Dany A. Rojas–Vega, Appellant v. United States Citizenship and Immigration Services, et al., Appellees.

Reset A A Font size: Print

United States Court of Appeals, District of Columbia Circuit.

Dany A. Rojas–Vega, Appellant v. United States Citizenship and Immigration Services, et al., Appellees.

No. 15-5292

Decided: June 10, 2016

BEFORE:  Rogers, Kavanaugh, and Wilkins, Circuit Judges Dany A. Rojas–Vega, Pro Se. John C. Truong, Assistant U.S. Attorney, R. Craig Lawrence, U.S. Attorney's Office (USA), Appellate Division, Washington, DC, for Defendants–Appellees.

ORDER

Upon consideration of the motion to appoint counsel;  the motions for extensions of time and the responses thereto;  the motion to expedite;  the motion for summary affirmance, the response thereto, and the reply;  and the cross-motion for summary reversal, the response thereto, and the reply, it is

ORDERED that the motion to appoint counsel be denied. In civil cases, appellants are not entitled to appointment of counsel when they have not demonstrated sufficient likelihood of success on the merits. It is

FURTHER ORDERED that the motions for extensions of time be granted.
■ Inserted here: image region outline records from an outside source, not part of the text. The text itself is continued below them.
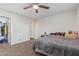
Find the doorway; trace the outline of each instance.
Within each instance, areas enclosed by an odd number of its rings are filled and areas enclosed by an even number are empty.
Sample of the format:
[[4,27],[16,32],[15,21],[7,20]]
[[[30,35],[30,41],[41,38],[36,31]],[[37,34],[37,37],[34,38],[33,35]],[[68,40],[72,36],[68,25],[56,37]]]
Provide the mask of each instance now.
[[8,18],[0,16],[0,43],[8,43]]

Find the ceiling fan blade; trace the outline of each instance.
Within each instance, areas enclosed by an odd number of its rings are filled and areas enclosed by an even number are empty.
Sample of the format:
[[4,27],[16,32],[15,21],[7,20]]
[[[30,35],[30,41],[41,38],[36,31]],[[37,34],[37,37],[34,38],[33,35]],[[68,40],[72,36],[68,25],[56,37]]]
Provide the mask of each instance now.
[[25,7],[24,9],[28,9],[28,8],[30,8],[30,7],[32,7],[32,6]]
[[35,9],[35,12],[38,13],[38,9]]
[[49,9],[48,6],[44,6],[44,5],[39,5],[39,7],[41,7],[41,8],[45,8],[45,9]]

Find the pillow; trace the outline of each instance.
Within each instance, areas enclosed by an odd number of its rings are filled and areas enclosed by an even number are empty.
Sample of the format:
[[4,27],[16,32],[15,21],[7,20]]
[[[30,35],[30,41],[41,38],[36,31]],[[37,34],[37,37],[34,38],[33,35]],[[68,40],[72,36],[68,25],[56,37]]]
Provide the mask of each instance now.
[[76,32],[66,32],[65,33],[65,37],[69,38],[69,39],[76,39],[77,38],[77,34],[76,34]]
It is

FURTHER ORDERED that the motion for summary affirmance be granted, and the motion for summary reversal be denied. The merits of the parties' positions are so clear as to warrant summary action. See Taxpayers Watchdog, Inc. v. Stanley, 819 F.2d 294, 297 (D.C. Cir. 1987) (per curiam). In response to Rojas-Vega's request pursuant to the Freedom of Information Act (“FOIA”), the government “made a good faith effort to conduct a search for the requested records, using methods which can be reasonably expected to produce the information requested.” Mobley v. CIA, 806 F.3d 568, 580–81 (D.C. Cir. 2015). With respect to records that were withheld under the exemption provisions of FOIA, 5 U.S.C. § 552(b), the declarations provided by the government demonstrated with reasonably specific detail that the withheld information logically falls within Exemptions 5, 7(C), and 7(E). See Larson v. Dep't of State, 565 F.3d 857, 862 (D.C. Cir. 2009). Finally, Rojas–Vega has not rebutted the “presumption that [the government] complied with the obligation to disclose reasonably segregable material.” Sussman v. U.S. Marshals Service, 494 F.3d 1106, 1117 (D.C. Cir. 2007). See also Judicial Watch, Inc. v. DOJ, 432 F.3d 366, 371 (D.C. Cir. 2005) (noting that materials withheld under Exemption 5 as attorney work product need not be reviewed for segregability). It is

FURTHER ORDERED that the motion to expedite be dismissed as moot.

Pursuant to D.C. Circuit Rule 36, this disposition will not be published. The Clerk is directed to withhold issuance of the mandate herein until seven days after resolution of any timely petition for rehearing or petition for rehearing en banc. See Fed. R. App. P. 41(b);  D.C. Cir. Rule 41.